Je haussai les épaules. — Et qu’elle habite là, au milieu des bois, — seule, — presque sans domestiques? C’est là ce qu’on nous a conté.

— Cela est faux,.. ridiculement faux... Elle est, au contraire, fort craintive, et deux domestiques, la femme de charge et son mari, couchent dans une chambre qui défend la sienne et par où l’on doit nécessairement passer pour pénétrer chez elle.

— Diable !.. voilà qui ne serait pas commode pour les galans.

— Les galans, s’ils avaient la malencontreuse idée de s’y risquer, seraient mal reçus à Tréminit. Je vous l’assure... Mais, Mlle de Kerréan ne peut inspirer que les sentimens de la plus profonde vénération...

— Vieille et laide, alors?.. Et de plus dévote; c’est complet.

— Je ne sais ce que vous appelez vieille.... Mais, si je n’avais sous les yeux ici un modèle de grâce et de beauté, je dirais que Mlle de Kerréan est la plus charmante femme que j’aie jamais rencontrée...

J’avais répondu avec une certaine vivacité, car j’aimais d’une amitié très tendre ma voisine. Il se pencha vers moi, ses yeux perçans et gouailleurs fixés sur les miens :

— La plus charmante femme? Ah bah!.. vraiment? Mais, dites donc, eh? Voisins de campagne..-. Un célibataire,.. une demoiselle charmante,.. eh! eh!.. cela donne à penser...

— Bien à tort, monsieur le voyageur, m’écriai-je dans une protestation sincère. Je ne suis l’égal de Mlle de Kerréan ni par la naissance ni par la fortune, et je ne pourrais sans ridicule présomption aspirer à l’honneur d’une alliance...

— Oh ! je connais mieux que personne la force des préjugés qui séparent d’ordinaire les riches des pauvres... Je sais tout ce qui peut rompre l’élan légitime des cœurs. Mais enfin elle est libre, elle!..

Je secouai mélancoliquement la tête...

— Du reste, continua-t-il, il y a d’autres liens aussi forts, aussi doux...

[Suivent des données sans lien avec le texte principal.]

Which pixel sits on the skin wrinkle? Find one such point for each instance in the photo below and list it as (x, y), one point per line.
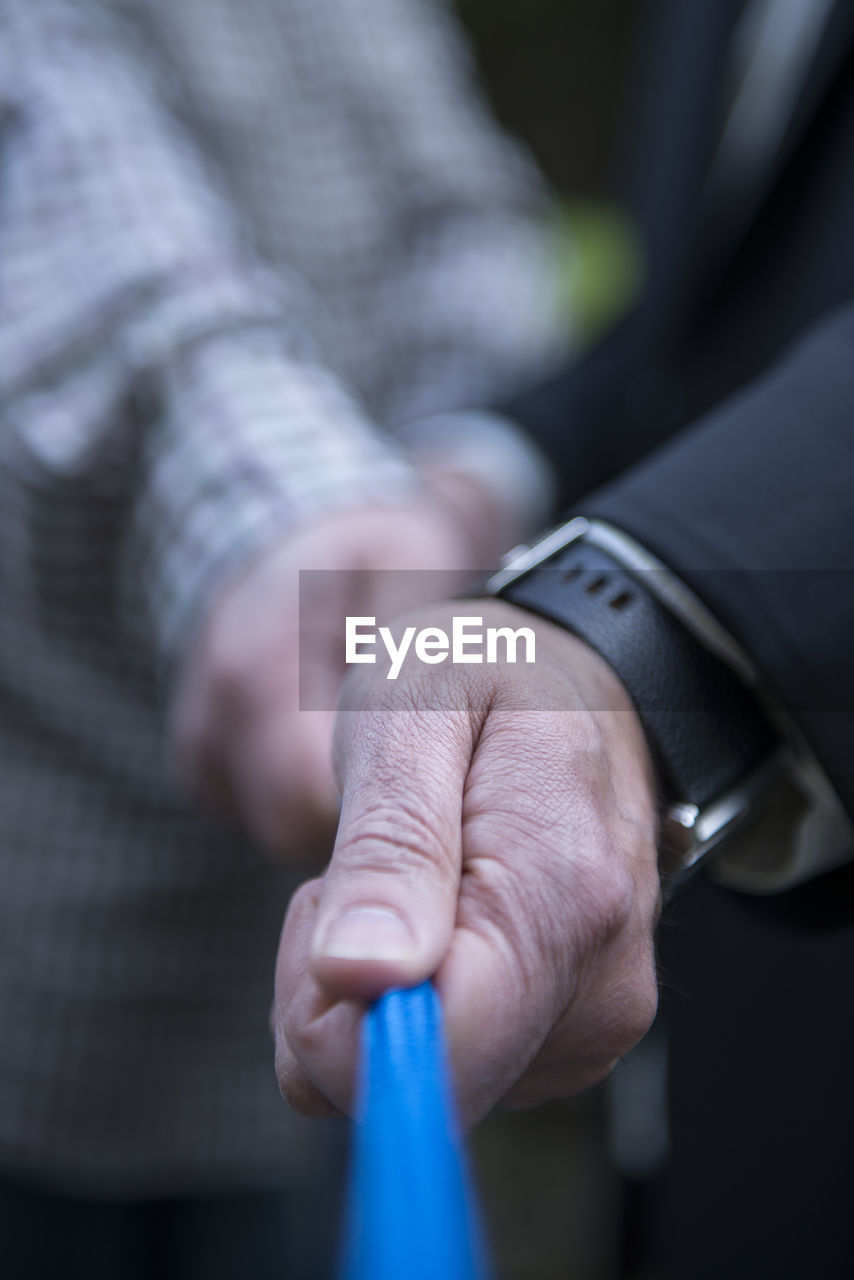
(548, 970)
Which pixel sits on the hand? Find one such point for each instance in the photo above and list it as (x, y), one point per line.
(240, 731)
(497, 832)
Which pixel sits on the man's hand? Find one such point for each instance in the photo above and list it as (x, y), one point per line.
(497, 833)
(241, 735)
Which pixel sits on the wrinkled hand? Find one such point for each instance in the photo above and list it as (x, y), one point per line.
(241, 735)
(498, 832)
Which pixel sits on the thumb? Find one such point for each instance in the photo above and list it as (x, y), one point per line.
(388, 901)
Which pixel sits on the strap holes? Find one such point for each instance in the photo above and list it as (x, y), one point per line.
(621, 600)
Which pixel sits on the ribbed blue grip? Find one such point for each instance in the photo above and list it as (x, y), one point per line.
(411, 1214)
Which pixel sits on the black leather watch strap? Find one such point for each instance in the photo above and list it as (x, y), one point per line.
(707, 730)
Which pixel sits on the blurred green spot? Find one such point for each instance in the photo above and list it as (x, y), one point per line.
(599, 265)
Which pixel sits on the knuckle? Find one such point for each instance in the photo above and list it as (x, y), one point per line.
(633, 1011)
(394, 833)
(613, 903)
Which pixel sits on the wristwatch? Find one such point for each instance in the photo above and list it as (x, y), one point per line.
(716, 750)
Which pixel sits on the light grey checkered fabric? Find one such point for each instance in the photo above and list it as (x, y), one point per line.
(234, 236)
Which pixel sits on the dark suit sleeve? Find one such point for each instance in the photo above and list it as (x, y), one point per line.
(754, 508)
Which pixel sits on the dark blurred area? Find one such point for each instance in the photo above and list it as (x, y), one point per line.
(557, 76)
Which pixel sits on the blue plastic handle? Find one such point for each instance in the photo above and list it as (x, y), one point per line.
(411, 1211)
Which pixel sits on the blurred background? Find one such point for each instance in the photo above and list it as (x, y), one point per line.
(557, 73)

— Monsieur!.. vous ne connaissez pas...

— Je ne connais pas Mlle de Kerréan... Mais je ne crois pas vous faire injure ni à elle en supposant que,.. bâti comme vous l’êtes... Un gaillard! vrai!

Je rougis d’avouer que cette grossière flatterie ne me trouva pas insensible... Malgré moi, je souris, et ce fut d’un ton moins gourmé que je répondis :

— Bâti comme je suis, je n’ai pourtant, hélas ! jamais reçu le moindre encouragement...

— Allons donc!

— Je vous le jure, dis-je avec solennité... — Et je soupirai.

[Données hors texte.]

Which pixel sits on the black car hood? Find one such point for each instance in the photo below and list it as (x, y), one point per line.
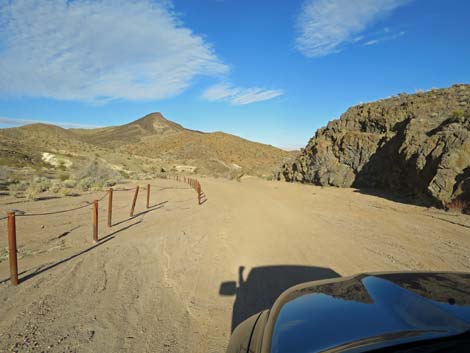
(369, 311)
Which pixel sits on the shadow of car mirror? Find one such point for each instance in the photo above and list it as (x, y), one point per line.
(228, 288)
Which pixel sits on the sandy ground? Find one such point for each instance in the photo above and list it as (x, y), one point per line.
(153, 282)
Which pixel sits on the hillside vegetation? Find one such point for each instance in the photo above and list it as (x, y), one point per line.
(148, 146)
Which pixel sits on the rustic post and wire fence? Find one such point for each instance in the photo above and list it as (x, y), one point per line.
(134, 200)
(12, 248)
(110, 207)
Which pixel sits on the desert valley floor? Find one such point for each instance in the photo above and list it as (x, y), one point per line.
(153, 282)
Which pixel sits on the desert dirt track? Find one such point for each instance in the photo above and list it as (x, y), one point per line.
(153, 283)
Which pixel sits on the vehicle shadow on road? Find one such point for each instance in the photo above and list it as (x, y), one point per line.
(264, 284)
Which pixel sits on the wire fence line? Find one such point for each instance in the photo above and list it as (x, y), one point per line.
(96, 206)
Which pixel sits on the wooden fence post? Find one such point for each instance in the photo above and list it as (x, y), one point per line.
(110, 207)
(134, 201)
(198, 187)
(148, 195)
(95, 221)
(12, 248)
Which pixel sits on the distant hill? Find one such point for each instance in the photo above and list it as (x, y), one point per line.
(416, 145)
(149, 144)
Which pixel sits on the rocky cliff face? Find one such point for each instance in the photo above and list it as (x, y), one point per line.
(418, 145)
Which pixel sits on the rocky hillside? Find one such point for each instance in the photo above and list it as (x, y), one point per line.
(151, 144)
(417, 145)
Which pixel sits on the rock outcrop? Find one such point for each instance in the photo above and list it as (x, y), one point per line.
(417, 145)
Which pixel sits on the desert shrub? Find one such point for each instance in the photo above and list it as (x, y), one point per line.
(32, 191)
(56, 187)
(17, 188)
(37, 186)
(62, 166)
(458, 205)
(63, 177)
(124, 174)
(4, 173)
(69, 184)
(42, 184)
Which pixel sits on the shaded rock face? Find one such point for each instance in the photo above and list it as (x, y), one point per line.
(417, 145)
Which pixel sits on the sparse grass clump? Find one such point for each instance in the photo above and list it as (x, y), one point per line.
(96, 176)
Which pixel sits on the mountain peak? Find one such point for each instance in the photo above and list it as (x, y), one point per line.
(155, 123)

— Dame!.. Si vous ne lui avez rien demandé? — Je m’en suis bien gardé.

Il se renversa en riant sur le dossier de son fauteuil, et je sentis son regard impertinent se promener ironiquement sur toute ma personne.

— Ah! mais... Vous êtes,.. vous êtes un bien brave homme ! Je ne puis rendre tout ce qu’il y avait d’ironie, de pitié méprsante dans ces quelques mots; ils me cinglèrent comme un coup de fouet et me piquèrent comme un aiguillon... Le sang me monta à la tête en même temps qu’une bouffée de dépit et de colère, quand je vis sur les lèvres de Rose errer un demi-sourire très gai...

— De quoi vous sert donc cet agréable voisinage? reprit l’indiscret personnage. Quel rôle jouez-vous près de cette chaste vierge?

— Monsieur, répondis-je avec beaucoup de dignité pour imposer silence à cet effronté,.. je ne joue aucun rôle. Je suis, en toute sincérité de cœur, un ami dévoué et plein de respect.

Il n’en continua pas moins de rire :

— C’est beau! dit-il, étonnamment beau!.. Je ne vous aurais pas cru homme à vivre dans un désert, — car ce pays est un vrai désert, — en tête à-tête avec une dame agréable,.. en qualité d’ami intime,.. sans obtenir quelques petites gratifications amicales... Voyons!.. en cherchant bien?.. A moins d’être un pur esprit... que diable?..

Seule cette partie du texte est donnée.